Although he initially set eyes on Maam—the daughter of a rich farmer—with the absence of Wietse, Jelle slowly falls in love with Lobke too. This to the disapproval of Sil, who tells him to stop this behaviour. Jelle's love for Lobke becomes obsessive, but Lobke also starts to grow fond of him. Meanwhile, Aike falls in love with Lobke too. Sil tries to promote the idea of marrying Aike to Lobke, but Lobke is not in love with him. Then, Lobke realises she loved Wietse most of all and decides to write him a letter again. Jelle tries to make advances on Lobke, but Sil finds out. This leads to a confrontation between Sil and Jelle.

When another ship gets into trouble in front of the island, Jelle attempts to save the crew, but falls in the water and drowns. After the funeral, the vicar and Sil excuse themselves to each other. Maam finds out she is pregnant. Wietse returns home from sailing and declares his love to Lobke. But as gossip spreads around the island that Maam is pregnant of Jelle, Wietse proposes her family to marry her to prevent damage to the family reputation.

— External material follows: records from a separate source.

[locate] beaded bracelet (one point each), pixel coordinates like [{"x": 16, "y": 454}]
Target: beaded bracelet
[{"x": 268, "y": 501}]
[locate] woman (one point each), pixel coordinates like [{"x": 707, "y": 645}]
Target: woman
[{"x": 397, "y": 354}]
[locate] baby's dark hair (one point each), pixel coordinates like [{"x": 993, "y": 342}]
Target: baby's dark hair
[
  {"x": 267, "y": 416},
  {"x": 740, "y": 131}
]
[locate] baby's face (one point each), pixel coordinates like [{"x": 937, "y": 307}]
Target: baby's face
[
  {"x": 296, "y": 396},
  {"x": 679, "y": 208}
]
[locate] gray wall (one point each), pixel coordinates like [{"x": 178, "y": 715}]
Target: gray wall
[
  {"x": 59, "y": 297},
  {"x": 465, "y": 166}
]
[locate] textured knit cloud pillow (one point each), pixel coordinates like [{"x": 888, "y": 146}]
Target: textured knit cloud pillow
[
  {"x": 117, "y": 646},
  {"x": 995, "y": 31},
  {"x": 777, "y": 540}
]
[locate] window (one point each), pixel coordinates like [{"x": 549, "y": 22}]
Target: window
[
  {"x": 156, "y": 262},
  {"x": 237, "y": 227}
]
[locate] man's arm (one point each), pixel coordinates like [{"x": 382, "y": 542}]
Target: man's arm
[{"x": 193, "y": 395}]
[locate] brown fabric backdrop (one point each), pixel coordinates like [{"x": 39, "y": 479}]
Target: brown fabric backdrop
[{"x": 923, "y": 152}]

Maam admits that she got pregnant of Aike and not of Jelle. As a result, Maam and Aike get married, and Wietse and Lobke marry.

==Reception==
Newspapers gave the novel mostly positive reviews. Tubantia wrote a positive review of the novel in early 1941, stating: "This is the first novel in Dutch literature about Terschelling and Cor Bruyn has exceptionally managed to bring the atmosphere of the island and its inhabitants to life. De Telegraaf wrote: "The different characters have been drawn sharply: raw, hard-working and religious and with one big love: the island. A good novel without literary meaning, but fresh and ready of style with living characters, hardened and tanned by the sea wind that blows over the dunes of Holland."

De Standaard wrote: "In summary, it looks like a simple tale. But in reality, it is an exceptional example of writing that never fails to lose attention."